For healthcare organizations in Hawaii, synchronize HIPAA and Chapter 487N: classify data early, run a timely risk assessment, and execute notices that meet both the state content rules and HIPAA’s 60‑day outer limit. Build strong data security measures—especially encryption—to reduce risk, and be ready to notify the Hawaii Office of Consumer Protection and consumer reporting agencies when your outreach exceeds 1,000 residents.

FAQs.

What personal information is protected under Hawaii's breach notification law?

Hawaii protects a resident’s first name or initial and last name when combined with an unencrypted Social Security number; driver’s license or Hawaii ID number; or a financial account number with any required access code or password. Medical details alone are not listed in this state definition, though they are PHI under HIPAA.

How soon must healthcare entities notify individuals after a breach?
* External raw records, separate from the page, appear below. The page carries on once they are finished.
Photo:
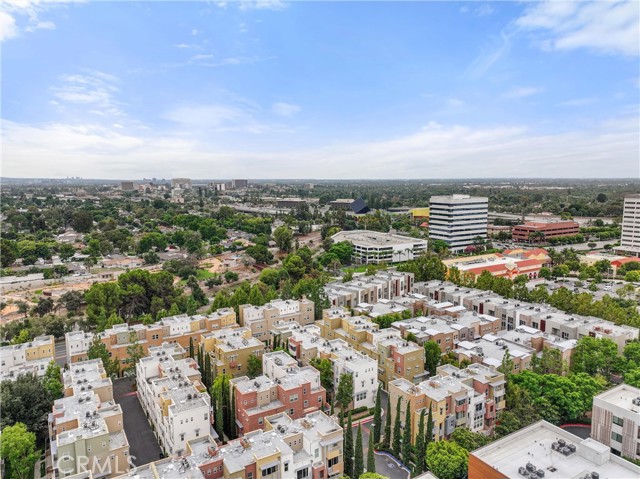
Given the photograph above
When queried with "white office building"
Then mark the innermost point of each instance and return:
(458, 219)
(630, 240)
(616, 420)
(374, 247)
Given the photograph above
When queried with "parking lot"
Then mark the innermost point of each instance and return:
(143, 445)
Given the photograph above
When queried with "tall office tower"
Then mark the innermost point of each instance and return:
(630, 241)
(458, 219)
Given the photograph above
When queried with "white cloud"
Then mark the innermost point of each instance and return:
(608, 27)
(94, 88)
(31, 9)
(499, 48)
(285, 109)
(436, 151)
(523, 92)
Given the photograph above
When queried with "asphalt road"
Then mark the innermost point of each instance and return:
(143, 445)
(385, 465)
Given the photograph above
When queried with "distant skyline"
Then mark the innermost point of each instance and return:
(326, 90)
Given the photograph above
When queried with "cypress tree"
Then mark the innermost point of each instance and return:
(406, 437)
(358, 462)
(348, 448)
(387, 431)
(371, 459)
(232, 417)
(395, 447)
(377, 419)
(207, 370)
(420, 447)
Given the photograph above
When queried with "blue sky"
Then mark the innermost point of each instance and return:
(320, 89)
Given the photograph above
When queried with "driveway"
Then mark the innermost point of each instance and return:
(385, 464)
(143, 445)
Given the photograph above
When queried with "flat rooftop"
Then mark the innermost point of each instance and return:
(621, 396)
(375, 239)
(533, 444)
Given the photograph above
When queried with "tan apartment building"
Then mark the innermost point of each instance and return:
(30, 357)
(86, 426)
(230, 349)
(181, 329)
(616, 420)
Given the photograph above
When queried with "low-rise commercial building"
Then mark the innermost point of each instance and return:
(172, 395)
(374, 247)
(31, 357)
(180, 329)
(86, 426)
(496, 264)
(533, 232)
(545, 450)
(261, 319)
(615, 420)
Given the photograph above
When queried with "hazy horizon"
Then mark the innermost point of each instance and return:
(271, 89)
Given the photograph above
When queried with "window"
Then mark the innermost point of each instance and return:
(267, 471)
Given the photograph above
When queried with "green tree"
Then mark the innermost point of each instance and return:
(447, 460)
(358, 462)
(386, 444)
(421, 447)
(254, 366)
(283, 238)
(348, 448)
(396, 442)
(18, 448)
(52, 381)
(407, 450)
(326, 373)
(98, 350)
(432, 356)
(26, 400)
(595, 356)
(377, 418)
(344, 396)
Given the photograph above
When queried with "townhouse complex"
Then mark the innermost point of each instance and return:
(384, 285)
(32, 357)
(309, 447)
(173, 397)
(230, 350)
(181, 329)
(283, 388)
(396, 357)
(471, 398)
(616, 420)
(556, 326)
(86, 425)
(261, 319)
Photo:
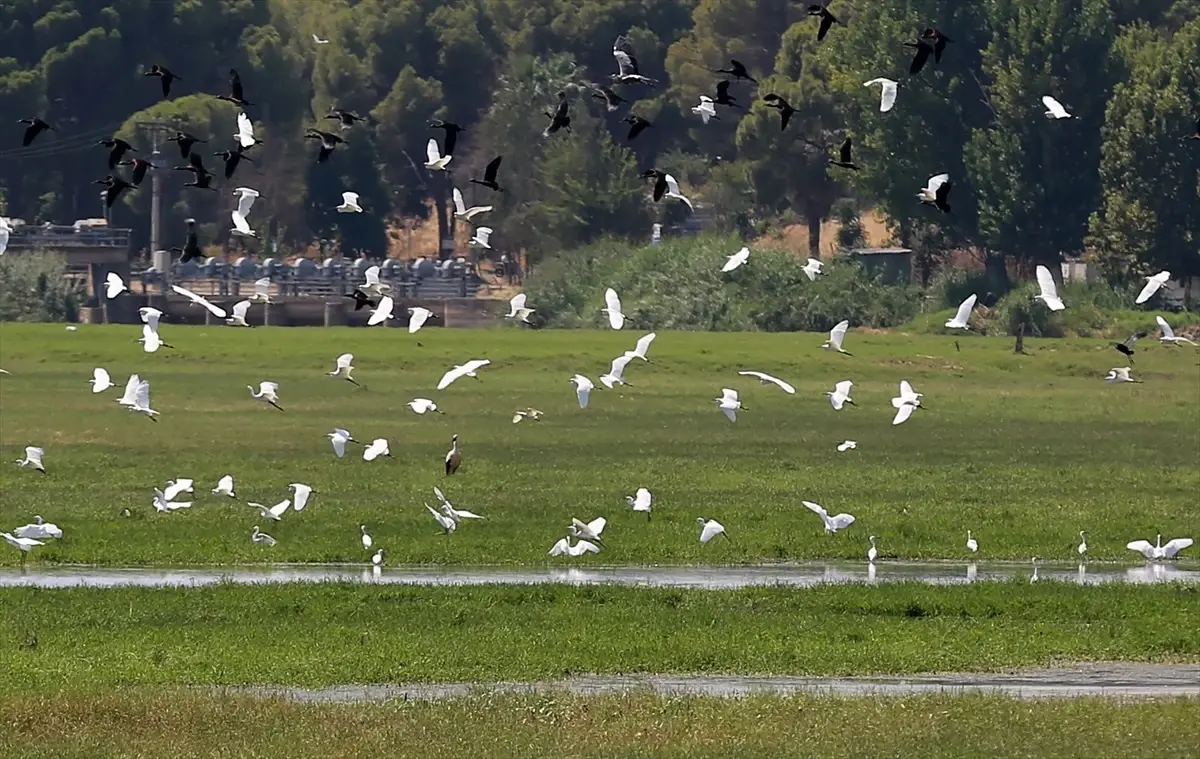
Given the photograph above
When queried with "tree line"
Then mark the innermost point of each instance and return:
(1119, 180)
Under Hawaii law, notify affected individuals without unreasonable delay after discovery, allowing short, documented delays for law enforcement or scoping/restoration. Under HIPAA’s Breach Notification Rule, you must notify without unreasonable delay and in no case later than 60 calendar days after discovery of a PHI breach.

How does HIPAA affect Hawaii's notification requirements?

Healthcare entities that are subject to and compliant with HIPAA’s privacy and security standards are deemed compliant with Hawaii’s individual notice requirement. Still, when 1,000+ Hawaii residents are notified, you must also notify the Hawaii Office of Consumer Protection and the nationwide consumer reporting agencies under state law.

What penalties exist for failing to comply with Hawaii's breach notification law?

Businesses face civil penalties of up to $2,500 per violation, and injured individuals may bring a private right of action to recover actual damages (with potential attorneys’ fees). These remedies are cumulative with other available state penalties or claims.